A few days ago

No right or wrong answers.?

I don’t think there are any right or wrong answers to these questions.

What is the minimum population a place must have to be considered a “town” and not a “village”.

What is the minimum population a place must have to be considered a “city” and not a “town”.

What is the minimum population a place must have to be considered a “metropolitan area” and not a “city”

What is the minimum land mass a nation should have?

What is the minimum population a nation should have?

What is the range of people per square mile a nation should have?


Top 3 Answers
A few days ago

Favorite Answer

Tough question you have asked, BUT a good one!!

This varies around the world. Here is an example in New York State.

Whether a municipality is a city, town or village is not dependent on population or area, but on the form of government selected by the residents and approved by the state legislature.


a city is a highly autonomous incorporated area usually contained within a county. It provides almost all services to its residents and has the highest degree of home rule and taxing jurisdiction over its residents.


Towns provide or arrange for most municipal services for residents of hamlets and other unincorporated areas, and selected services for residents of villages. Towns lack an executive branch of government.


A village is a clearly defined municipality that provides the services closest to the residents, such as garbage collection, street and highway maintenance, street lighting and building codes. Some villages provide their own police and other optional services. Villages have less autonomy than cities.


A hamlet is a populated area within a town that is not part of a village.
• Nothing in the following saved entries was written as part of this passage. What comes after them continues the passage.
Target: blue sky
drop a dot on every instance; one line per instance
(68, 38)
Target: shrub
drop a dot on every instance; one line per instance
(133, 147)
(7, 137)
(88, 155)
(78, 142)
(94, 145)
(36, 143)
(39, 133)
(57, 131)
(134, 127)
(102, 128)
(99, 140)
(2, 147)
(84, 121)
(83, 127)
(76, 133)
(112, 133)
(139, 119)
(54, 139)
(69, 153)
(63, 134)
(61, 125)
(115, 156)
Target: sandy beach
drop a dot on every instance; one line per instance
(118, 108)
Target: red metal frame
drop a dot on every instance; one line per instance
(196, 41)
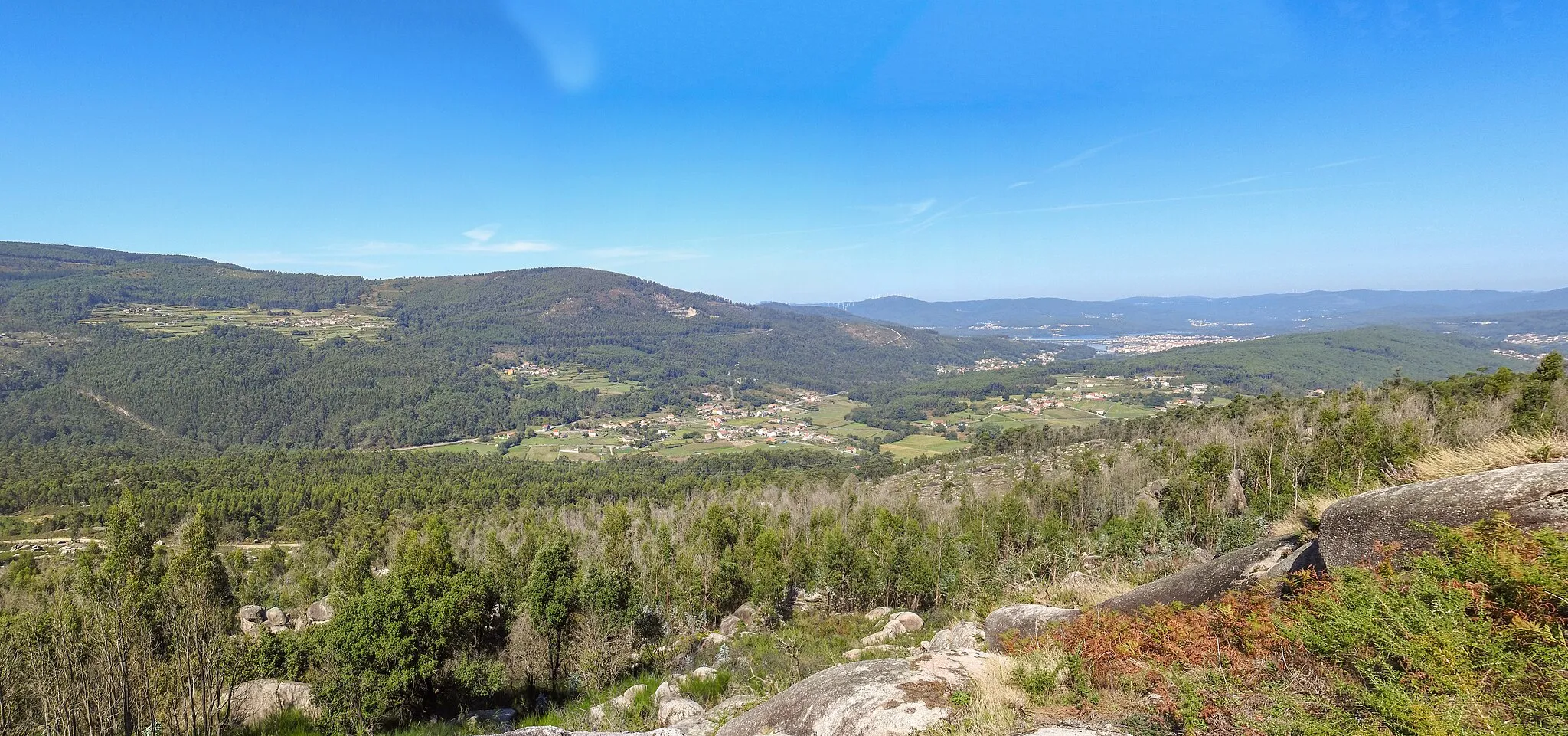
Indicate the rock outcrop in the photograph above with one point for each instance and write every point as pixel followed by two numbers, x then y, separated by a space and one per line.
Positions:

A hamlet has no legal status… and depends upon the town that contains it for municipal services and government.


Here is another explanation:

It’s best to use dictionary definitions in questions like these. According to the OED, a hamlet is a group of houses, or small village in the country, especially a village without a church.

A village is a collection of dwelling houses, larger than a hamlet but smaller than a town. And a town is an assemblage of buildings, public and private, larger than a village and having more complete and independent local government. So there you have it.

Hamlet – small, beautifully formed, but Godless

Village, bigger with a little organisation and a church or two

Town – bigger again and organised and administered.

Size, it seems, does matter…


Here again is another:

What is the difference between a city and a town?

In the United States, an incorporated city is a legally defined government entity, with powers delegated by the state and county and created and approved by the voters of the city. It can provide local government services to its citizens.

In most places in the U.S. a town, village, community, or neighborhood is simply an unincorporated community with no governmental powers. Usually, county governments provide services to these unincorporated communities. Some states do have official designations of “towns” that include limited powers.

Generally in the urban heirarchy, villages are smaller than towns and towns are smaller than cities but each country has its own definition of a city and an urban area.


Now here is something else to consider,

In Sweden and Denmark, a village of 200 people is counted as an “urban” population but it takes a city of 30,000 in Japan. Most other countries fall somewhere in between. Australia and Canada use 1000, Israel and France use 2000 and the United States and Mexico call a town of 2500 residents urban.



A few days ago
As far as I’m aware, it depends on each country. A lecturer told me before that in Peru, a town is an area with at least 100 inhabited dwellings. Good luck in your search, it sounds interesting.